Additionally, we found a clear and significant downregulation of vascular genes (supplementary material Fig. S1B) as well as a modest increase in some mesenchymal genes, whereas others remained unchanged (supplementary material Fig. S1C). Dlk1 may thus play a dual regulatory role, increasing vascular but decreasing myogenic commitment during adult muscle regeneration, whereas mesenchymal remodeling seems to be unaffected.
In vivo muscle regeneration is improved in Dlk1-deficient animals
To elucidate whether our findings demonstrate a biological mechanism during in vivo adult muscle regeneration, we performed a detailed series of knife-cut lesions in Dlk1-/- and Dlk1+/+ gastrocnemius muscles. Because no difference was observed in the muscle phenotype between genders (Fig. 1), we designed our experimental setup to comprise high biological diversity with two females and two males (n=4) of each strain and analyzed muscle regeneration during 14 days.
Similarly to previous observations (Andersen et al., 2009), we observed that Dlk1 mRNA increased in Dlk1+/+ gastrocnemius at day 4 post-lesion, peaked at day 7 and, except for a small peak at day 10, it thereafter declined to reach basal levels at day 14 (Fig. 3A). To evaluate the overall regeneration process in Dlk1-/- and Dlk1+/+ lesioned muscle, we examined Hematoxylin and Eosin (HE)-, collagen/CD45-, DLK1/myosin- and Sirius Red-stained sections and performed various qRT-PCRs.
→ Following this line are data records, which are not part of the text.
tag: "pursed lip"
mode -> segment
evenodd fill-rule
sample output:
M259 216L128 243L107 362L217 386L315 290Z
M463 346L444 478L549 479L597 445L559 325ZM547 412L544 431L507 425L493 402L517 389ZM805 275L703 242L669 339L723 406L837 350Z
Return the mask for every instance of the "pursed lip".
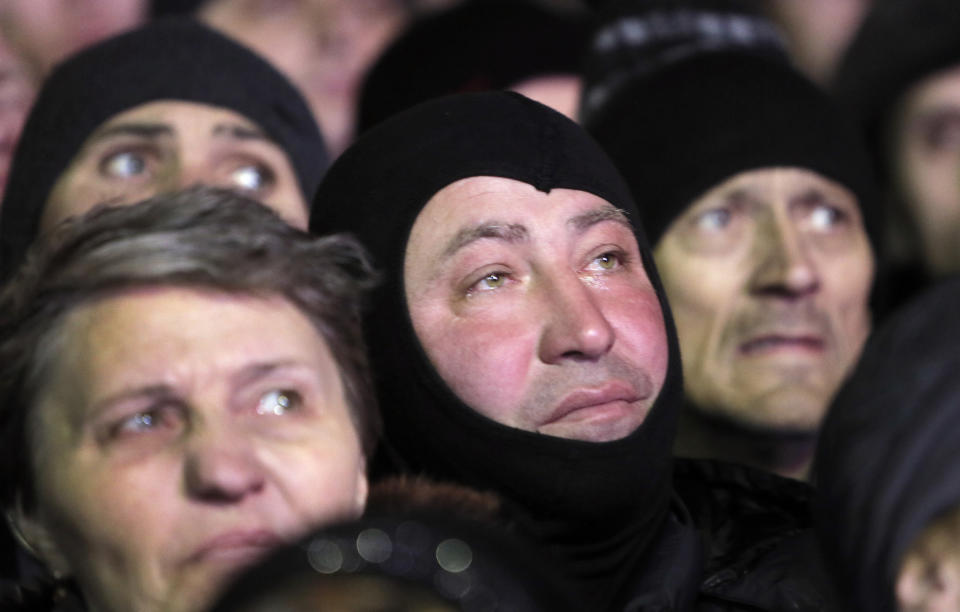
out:
M819 353L825 344L823 337L815 333L770 332L757 334L740 343L739 352L745 356L780 351Z
M209 559L252 560L281 543L277 534L266 529L226 531L205 541L187 560L191 563Z
M576 389L563 398L563 401L554 408L544 425L556 423L571 415L598 408L614 402L632 404L645 399L646 396L638 392L633 385L622 381L610 381L599 387Z

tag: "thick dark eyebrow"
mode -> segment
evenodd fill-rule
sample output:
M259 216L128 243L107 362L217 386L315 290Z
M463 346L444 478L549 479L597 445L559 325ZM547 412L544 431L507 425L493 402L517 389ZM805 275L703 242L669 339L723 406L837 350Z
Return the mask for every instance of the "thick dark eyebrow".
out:
M527 228L517 223L501 223L499 221L485 221L476 225L461 228L453 238L447 242L443 250L444 257L450 257L468 244L484 238L494 238L505 242L520 242L529 236Z
M578 234L582 234L594 225L603 223L605 221L619 223L620 225L629 229L631 232L633 231L633 225L631 225L630 220L627 219L626 213L619 208L614 208L613 206L604 206L603 208L597 208L579 214L576 217L569 219L567 221L567 225L573 228L573 230Z
M173 128L166 123L118 123L98 130L93 135L93 140L104 140L113 136L138 136L140 138L173 136Z
M237 386L248 385L260 380L261 378L265 378L278 370L294 370L301 368L307 369L304 364L293 360L252 363L241 368L239 372L232 376L232 380ZM100 414L104 410L109 409L111 406L130 400L147 399L156 401L158 399L171 399L176 397L179 397L176 389L166 384L132 387L130 389L123 389L118 393L97 402L94 405L94 413Z
M250 365L244 366L239 372L234 374L233 382L238 386L243 386L256 382L261 378L266 378L278 370L305 368L306 367L302 363L293 360L251 363Z
M101 414L102 412L108 410L111 406L115 406L121 402L127 402L135 399L147 399L147 400L157 400L157 399L167 399L176 396L176 392L169 385L159 384L159 385L144 385L142 387L133 387L131 389L124 389L119 393L111 395L102 401L94 404L93 413L94 415Z
M259 128L238 123L218 123L213 126L213 135L237 140L270 140Z

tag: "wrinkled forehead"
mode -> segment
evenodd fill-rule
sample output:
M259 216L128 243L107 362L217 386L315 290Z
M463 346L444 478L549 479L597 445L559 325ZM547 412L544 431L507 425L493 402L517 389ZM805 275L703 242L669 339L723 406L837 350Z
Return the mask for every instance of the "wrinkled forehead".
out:
M87 137L84 146L116 136L178 136L204 129L211 135L256 138L274 144L259 125L233 109L185 100L154 100L109 117Z
M544 192L511 178L468 177L443 187L420 209L407 237L405 264L409 272L412 263L450 257L481 239L549 241L601 222L616 223L636 244L627 212L596 194L565 188Z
In both strains, numerous degrading myofibers (supplementary material Fig. S2A), as well as an influx of inflammatory CD45+ cells (Fig. 3B), could be seen at day 2 post-lesion, reflecting an initial phase of muscle degeneration and inflammation, a result that was confirmed quantitatively by qRT-PCR for caspase 3 (pre-apoptotic marker) and Cd45 (Ptprc), Thy1, Cd14 and Cd68 (hematopoietic markers) (Fig. 3C). In parallel, a significant increase was found for proliferating cell nuclear antigen (Pcna) (Fig. 3C), suggesting activation of muscle-residing cells, which is in agreement with observations by others (Yan et al., 2003). At day 7 following lesion, numerous interstitial DLK1+/CD31- (Fig. 3A), DLK1+/Myosin- and DLK1+/actinin-/laminin- cells (supplementary material Fig. S2B) were observed exclusively in the regenerating zone of Dlk1+/+ muscle, though many interstitial cells were seen in Dlk1-/- sections as well (Fig. 2A; supplementary material Fig. S2B). The regenerative phase was confirmed by the presence of many newly formed actinin+ and myosin+ myofibers with centrally localized nuclei (supplementary material Fig. S2B). At day 14, the overall muscle architecture was re-established in Dlk1-/- and Dlk1+/+ muscles (Fig. 3A,D; supplementary material Fig. S2A). Total collagen deposition as shown by Sirius Red staining at days 0-14 was equally distributed in samples from both strains (Fig. 3D; supplementary material Fig. S2C), and except for a modest increase (days 2-4) in collagen I mRNA levels in Dlk1-null muscles, testing of 13 genes associated with mesenchyme and fibrosis did not reveal any difference between Dlk1-/- and Dlk1+/+ animals (data not shown). These findings thus revealed that Dlk1-/- animals fully accomplish skeletal muscle regeneration with no overall change in inflammatory response and fibrotic scarring.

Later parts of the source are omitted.